Using generative adversarial networks for genome variant calling from low depth ONT sequencing data

  • Han Yang,
  • Fei Gu,
  • Lei Zhang,
  • Xian-Sheng Hua

DOI
https://doi.org/10.1038/s41598-022-12346-7
Journal volume & issue
Vol. 12, no. 1
pp. 1 – 9

Abstract

Read online

Abstract Genome variant calling is a challenging yet critical task for subsequent studies. Existing methods almost rely on high depth DNA sequencing data. Performance on low depth data drops a lot. Using public Oxford Nanopore (ONT) data of human being from the Genome in a Bottle (GIAB) Consortium, we trained a generative adversarial network for low depth variant calling.
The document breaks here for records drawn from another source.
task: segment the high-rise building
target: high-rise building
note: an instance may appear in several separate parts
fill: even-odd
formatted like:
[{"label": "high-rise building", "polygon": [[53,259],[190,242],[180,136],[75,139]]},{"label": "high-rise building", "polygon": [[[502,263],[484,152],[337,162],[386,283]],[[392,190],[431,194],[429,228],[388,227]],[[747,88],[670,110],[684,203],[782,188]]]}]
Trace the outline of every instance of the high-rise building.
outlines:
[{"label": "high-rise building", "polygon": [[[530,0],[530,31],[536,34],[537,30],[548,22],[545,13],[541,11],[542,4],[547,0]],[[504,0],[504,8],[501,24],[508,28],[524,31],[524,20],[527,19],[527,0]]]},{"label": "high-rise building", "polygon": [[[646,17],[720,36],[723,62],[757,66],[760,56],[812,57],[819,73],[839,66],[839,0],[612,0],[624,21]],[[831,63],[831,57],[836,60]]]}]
Our method, noted as LDV-Caller, can project high depth sequencing information from low depth data. It achieves 94.25% F1 score on low depth data, while the F1 score of the state-of-the-art method on two times higher depth data is 94.49%. By doing so, the price of genome-wide sequencing examination can reduce deeply. In addition, we validated the trained LDV-Caller model on 157 public Severe acute respiratory syndrome coronavirus 2 (SARS-CoV-2) samples. The mean sequencing depth of these samples is 2982. The LDV-Caller yields 92.77% F1 score using only 22x sequencing depth, which demonstrates our method has potential to analyze different species with only low depth sequencing data.